Sadie Hollister became my ranch friend after Riley left the Circle C. Sadie has never been to school. She’s a hillbilly girl who lives just beyond the ranch boundaries with her parents, her granny, and seven brothers and sisters. (Lily, Tom, Zeke, Sadie, Joey, Mimi, Jonah, and Casey).The Hollisters raise “stinky” sheep. The Hollisters scrape together a living on their overgrazed land. Sadie pretty much can do whatever she wants. She has no chores. There is nothing to take care of but a few sheep, some pigs, and a few horses.
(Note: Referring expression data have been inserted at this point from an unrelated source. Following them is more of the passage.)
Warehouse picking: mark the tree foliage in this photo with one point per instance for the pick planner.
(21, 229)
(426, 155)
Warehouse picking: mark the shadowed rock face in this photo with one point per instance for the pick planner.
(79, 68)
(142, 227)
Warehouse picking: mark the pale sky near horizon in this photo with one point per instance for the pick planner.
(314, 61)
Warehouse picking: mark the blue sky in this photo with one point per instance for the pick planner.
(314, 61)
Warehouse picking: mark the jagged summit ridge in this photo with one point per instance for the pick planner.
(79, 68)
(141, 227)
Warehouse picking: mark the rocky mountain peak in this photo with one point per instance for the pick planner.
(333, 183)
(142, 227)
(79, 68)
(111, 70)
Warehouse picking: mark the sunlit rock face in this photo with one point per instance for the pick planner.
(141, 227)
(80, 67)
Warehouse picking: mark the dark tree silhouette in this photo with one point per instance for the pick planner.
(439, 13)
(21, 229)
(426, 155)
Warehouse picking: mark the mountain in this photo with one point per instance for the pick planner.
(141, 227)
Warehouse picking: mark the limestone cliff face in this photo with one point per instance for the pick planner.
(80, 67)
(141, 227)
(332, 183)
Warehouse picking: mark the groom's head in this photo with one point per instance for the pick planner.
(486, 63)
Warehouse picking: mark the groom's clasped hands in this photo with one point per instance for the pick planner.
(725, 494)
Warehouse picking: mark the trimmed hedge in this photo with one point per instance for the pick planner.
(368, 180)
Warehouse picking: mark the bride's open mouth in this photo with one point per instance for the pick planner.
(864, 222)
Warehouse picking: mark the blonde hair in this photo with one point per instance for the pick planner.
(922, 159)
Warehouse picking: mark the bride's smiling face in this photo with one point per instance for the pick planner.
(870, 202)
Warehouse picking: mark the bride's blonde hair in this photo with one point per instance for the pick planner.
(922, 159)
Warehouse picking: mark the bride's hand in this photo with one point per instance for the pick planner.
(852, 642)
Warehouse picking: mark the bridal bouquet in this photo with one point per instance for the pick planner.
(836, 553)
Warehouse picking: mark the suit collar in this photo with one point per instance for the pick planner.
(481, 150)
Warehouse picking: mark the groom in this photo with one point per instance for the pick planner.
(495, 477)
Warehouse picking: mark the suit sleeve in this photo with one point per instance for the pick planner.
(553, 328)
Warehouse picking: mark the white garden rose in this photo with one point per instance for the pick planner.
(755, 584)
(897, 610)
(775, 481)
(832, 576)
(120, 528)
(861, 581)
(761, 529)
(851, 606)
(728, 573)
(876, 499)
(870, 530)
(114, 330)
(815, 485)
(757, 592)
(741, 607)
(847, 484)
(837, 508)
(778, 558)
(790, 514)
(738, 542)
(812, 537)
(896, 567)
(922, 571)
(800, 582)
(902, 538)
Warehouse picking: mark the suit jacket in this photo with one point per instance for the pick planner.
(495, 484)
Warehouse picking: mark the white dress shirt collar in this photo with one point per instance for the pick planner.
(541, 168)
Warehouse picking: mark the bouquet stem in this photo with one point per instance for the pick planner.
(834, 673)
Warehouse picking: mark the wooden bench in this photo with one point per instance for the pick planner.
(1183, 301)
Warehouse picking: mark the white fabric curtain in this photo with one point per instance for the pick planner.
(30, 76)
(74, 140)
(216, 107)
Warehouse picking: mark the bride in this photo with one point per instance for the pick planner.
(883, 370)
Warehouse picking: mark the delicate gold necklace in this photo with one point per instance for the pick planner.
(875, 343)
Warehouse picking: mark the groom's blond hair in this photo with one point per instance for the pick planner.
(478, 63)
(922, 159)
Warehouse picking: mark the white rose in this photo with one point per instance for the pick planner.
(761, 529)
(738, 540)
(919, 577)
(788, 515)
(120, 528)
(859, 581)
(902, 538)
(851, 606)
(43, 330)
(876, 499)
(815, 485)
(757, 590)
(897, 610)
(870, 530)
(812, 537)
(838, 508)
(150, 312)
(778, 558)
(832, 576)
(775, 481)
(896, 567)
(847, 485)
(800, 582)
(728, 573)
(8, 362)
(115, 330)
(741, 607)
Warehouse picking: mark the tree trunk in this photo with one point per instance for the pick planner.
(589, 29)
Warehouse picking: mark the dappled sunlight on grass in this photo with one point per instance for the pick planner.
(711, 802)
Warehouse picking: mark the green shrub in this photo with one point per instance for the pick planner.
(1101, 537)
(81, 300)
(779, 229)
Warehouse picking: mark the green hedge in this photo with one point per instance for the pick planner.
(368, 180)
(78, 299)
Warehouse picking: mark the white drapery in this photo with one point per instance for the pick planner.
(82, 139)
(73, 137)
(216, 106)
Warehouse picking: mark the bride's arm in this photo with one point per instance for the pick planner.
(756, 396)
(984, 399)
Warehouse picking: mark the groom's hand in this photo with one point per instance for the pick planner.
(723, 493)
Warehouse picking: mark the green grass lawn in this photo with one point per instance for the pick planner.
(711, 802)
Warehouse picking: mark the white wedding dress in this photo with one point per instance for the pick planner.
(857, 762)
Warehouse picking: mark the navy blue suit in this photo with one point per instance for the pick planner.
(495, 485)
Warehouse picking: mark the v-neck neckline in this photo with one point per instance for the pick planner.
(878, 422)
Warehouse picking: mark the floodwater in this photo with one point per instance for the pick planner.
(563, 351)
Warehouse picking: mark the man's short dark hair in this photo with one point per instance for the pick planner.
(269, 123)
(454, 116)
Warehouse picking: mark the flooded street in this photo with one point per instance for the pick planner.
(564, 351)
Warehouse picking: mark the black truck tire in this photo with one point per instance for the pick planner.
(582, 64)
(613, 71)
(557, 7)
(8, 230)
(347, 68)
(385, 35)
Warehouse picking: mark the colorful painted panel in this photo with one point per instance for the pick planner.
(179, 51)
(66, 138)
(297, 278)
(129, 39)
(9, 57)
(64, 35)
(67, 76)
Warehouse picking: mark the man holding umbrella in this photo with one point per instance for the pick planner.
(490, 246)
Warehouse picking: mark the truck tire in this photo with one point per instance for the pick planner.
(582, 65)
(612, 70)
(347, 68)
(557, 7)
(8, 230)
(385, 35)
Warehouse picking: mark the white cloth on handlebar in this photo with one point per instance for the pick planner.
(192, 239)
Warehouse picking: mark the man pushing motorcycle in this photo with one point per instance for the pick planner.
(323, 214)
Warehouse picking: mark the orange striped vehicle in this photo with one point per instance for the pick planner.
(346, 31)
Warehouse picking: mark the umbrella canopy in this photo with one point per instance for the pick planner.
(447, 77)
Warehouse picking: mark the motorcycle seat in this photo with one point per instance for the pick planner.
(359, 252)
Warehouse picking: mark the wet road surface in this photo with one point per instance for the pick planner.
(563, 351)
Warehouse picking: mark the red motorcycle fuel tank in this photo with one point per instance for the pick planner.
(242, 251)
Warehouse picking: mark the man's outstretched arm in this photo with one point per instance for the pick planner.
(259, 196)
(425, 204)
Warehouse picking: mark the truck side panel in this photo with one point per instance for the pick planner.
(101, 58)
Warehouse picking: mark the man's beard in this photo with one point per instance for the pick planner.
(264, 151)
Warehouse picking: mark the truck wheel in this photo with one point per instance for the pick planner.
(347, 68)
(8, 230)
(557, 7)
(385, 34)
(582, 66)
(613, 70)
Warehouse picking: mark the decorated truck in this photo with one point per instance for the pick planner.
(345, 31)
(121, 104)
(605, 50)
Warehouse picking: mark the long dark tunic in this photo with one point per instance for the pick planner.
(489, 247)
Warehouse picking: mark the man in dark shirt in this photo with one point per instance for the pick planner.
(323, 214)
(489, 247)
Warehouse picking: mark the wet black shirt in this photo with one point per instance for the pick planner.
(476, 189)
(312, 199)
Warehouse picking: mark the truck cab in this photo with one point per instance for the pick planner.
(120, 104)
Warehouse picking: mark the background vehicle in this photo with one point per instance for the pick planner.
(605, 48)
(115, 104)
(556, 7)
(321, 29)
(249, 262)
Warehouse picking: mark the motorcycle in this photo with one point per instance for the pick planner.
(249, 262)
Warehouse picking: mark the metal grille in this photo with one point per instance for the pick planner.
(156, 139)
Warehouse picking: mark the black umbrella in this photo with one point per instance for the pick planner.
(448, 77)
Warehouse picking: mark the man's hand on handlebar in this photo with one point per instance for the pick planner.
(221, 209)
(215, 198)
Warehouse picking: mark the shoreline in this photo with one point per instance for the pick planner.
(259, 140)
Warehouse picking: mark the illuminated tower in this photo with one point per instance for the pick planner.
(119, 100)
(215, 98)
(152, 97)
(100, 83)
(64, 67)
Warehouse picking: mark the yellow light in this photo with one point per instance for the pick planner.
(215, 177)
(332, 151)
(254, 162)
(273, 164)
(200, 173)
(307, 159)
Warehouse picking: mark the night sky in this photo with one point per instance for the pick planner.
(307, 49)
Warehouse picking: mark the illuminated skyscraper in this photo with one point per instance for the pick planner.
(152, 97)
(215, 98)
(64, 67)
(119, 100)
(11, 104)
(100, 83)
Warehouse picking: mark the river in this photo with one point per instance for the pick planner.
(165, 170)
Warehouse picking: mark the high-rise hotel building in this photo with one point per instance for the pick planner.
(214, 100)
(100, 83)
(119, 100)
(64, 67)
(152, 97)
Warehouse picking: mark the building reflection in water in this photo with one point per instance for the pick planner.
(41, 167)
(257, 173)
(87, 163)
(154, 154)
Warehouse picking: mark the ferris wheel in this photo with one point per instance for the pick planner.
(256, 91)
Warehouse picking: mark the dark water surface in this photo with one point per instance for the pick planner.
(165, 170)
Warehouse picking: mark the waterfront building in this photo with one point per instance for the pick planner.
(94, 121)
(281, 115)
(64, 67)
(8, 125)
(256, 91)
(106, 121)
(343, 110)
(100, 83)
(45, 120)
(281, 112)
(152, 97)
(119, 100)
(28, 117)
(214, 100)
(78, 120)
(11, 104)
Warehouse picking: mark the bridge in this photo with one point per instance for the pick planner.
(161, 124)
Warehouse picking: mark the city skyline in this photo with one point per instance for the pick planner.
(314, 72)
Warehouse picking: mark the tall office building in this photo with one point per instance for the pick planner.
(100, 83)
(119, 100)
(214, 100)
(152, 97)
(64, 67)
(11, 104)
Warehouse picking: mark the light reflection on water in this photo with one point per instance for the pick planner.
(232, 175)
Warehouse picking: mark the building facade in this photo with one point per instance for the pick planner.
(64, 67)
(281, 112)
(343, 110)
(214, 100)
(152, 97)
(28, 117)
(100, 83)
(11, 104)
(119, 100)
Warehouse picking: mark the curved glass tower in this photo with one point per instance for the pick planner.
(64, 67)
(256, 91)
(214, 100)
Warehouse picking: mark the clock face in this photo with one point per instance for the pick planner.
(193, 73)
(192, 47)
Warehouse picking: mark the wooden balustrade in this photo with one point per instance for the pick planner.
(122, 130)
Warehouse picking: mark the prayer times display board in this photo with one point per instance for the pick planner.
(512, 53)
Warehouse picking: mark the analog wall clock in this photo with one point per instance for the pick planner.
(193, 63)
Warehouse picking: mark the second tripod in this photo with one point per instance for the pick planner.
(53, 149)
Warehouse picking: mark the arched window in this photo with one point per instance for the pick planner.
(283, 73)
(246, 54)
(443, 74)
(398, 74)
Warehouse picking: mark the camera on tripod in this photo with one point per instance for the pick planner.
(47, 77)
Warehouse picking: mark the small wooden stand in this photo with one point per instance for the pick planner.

Sadie and I were good friends for two years. I missed Riley, and Sadie took his place as a fun and adventurous playmate. I gave her a cat and she gave me a lamb (which Chad told me I had to take back.) But Sadie and I began to grow apart the year I turned 12. By now, Cory had entered the picture, and the rift between sheepherders and cattlemen got wider and wider, until it was obvious that Mr. Hollister preferred Sadie to stay away from the rich cattle rancher’s girl (me), and Chad made it clear that I better stick closer to home. With school and more ranch chores, I saw Sadie less and less. Now and again, we played together, but it wasn’t the same. I even invited Sadie to school, but she says she’s too old to start going to school now.
It was a number of years before I saw Sadie again. Riley and I took a trip to the Hollisters and Sadie looked very different. A lot older, like life was wearing her out. Plus, she had a toddler about Sammy’s age hoisted on her hip. I figured it was her baby but didn’t want to ask. We were polite to each other but that’s about it.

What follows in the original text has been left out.